Deborah Shelton of the Chicago Tribune gave me a call Friday morning before spending the day with a food inspector at the annual Taste of Chicago event, expected to draw some six million people.
Last year, some 800 visitors to the Taste were sickened with Salmonella, traced to hummus served at the Pars Cove Persian Cuisine booth. It may have been the sesame seeds, or tomatoes, in the hummus; it may have been a hand hygiene issue.
"Handwashing, avoiding cross-contamination and monitoring food temperatures are important efforts, but for a lot of foodborne illness, these aren’t enough," said Doug Powell, scientific director of the International Food Safety Network based at Kansas State University. "What people are missing is that many of these outbreaks are caused by foods contaminated at their source."
Last year, I said the Chicago Department of Public Health engaged in “a breathtaking example of doublespeak,” and “what is possibly the biggest piece of PR puffery I’ve ever seen” as the Department insisted:
"The Pars Cove situation represents the first confirmed outbreak of illness associated with the event in at least 20 years. In the larger context of having safely served tens of millions of people in recent years, the Taste remains quite possibly the safest food service operation in the city."

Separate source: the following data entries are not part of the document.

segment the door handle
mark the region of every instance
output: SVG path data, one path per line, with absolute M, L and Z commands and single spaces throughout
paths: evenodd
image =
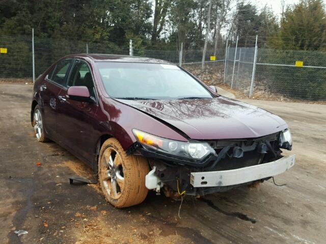
M 60 102 L 62 103 L 65 102 L 67 101 L 66 98 L 63 96 L 58 96 L 58 97 L 59 99 L 59 100 L 60 100 Z

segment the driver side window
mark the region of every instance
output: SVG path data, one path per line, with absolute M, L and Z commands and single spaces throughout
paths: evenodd
M 72 61 L 71 59 L 65 59 L 58 64 L 49 74 L 48 78 L 59 85 L 65 86 L 68 73 L 67 71 Z
M 94 82 L 89 67 L 85 62 L 76 60 L 68 81 L 68 86 L 86 86 L 91 97 L 96 97 Z

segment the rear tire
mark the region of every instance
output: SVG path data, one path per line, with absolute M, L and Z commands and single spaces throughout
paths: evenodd
M 33 125 L 35 132 L 35 136 L 38 141 L 41 142 L 47 142 L 49 139 L 45 136 L 43 126 L 43 117 L 39 105 L 34 108 L 33 116 Z
M 129 207 L 145 200 L 148 193 L 145 176 L 149 171 L 146 159 L 127 155 L 116 139 L 103 143 L 98 160 L 99 181 L 105 199 L 115 207 Z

The sick people were probably interested to know they were a statistical anomaly.
But it continues.
Dr. Terry Mason, commissioner of the Chicago Department of Public Health, said yesterday,
"The Taste of Chicago is the most highly regulated, tightly scrutinized event in the city, perhaps even in the nation."

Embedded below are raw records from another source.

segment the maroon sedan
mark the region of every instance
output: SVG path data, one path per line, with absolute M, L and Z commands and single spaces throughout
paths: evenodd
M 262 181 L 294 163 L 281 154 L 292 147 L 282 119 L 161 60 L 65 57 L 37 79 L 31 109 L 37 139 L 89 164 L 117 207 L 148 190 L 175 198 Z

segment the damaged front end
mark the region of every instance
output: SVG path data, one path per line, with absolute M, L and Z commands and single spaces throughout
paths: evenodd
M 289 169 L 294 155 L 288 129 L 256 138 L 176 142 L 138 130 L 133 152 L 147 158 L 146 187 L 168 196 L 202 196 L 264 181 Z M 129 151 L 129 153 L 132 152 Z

Mason said food inspections will take place at booths four times a day to ensure the public’s safety.
"One case of illness is one case too many, but the fact remains that no other major outdoor food event in the nation has a better track record of safety than this one.”
Show me the data. Or show the data to the 800 sick people from last year. And, Dr. Mason, you can inspect 20 times a day; until you have a plan to verify that raw ingredients are coming from safe – or at least microbiologically aware — sources, your Taste is a vulnerable to foodborne illnesss as any other eating event.
Sure, asking questions is hard. But public health inspectors are ideally suited to ask those hard questions. Restaurants that want to avoid Bill Marler need to be able to answer those questions.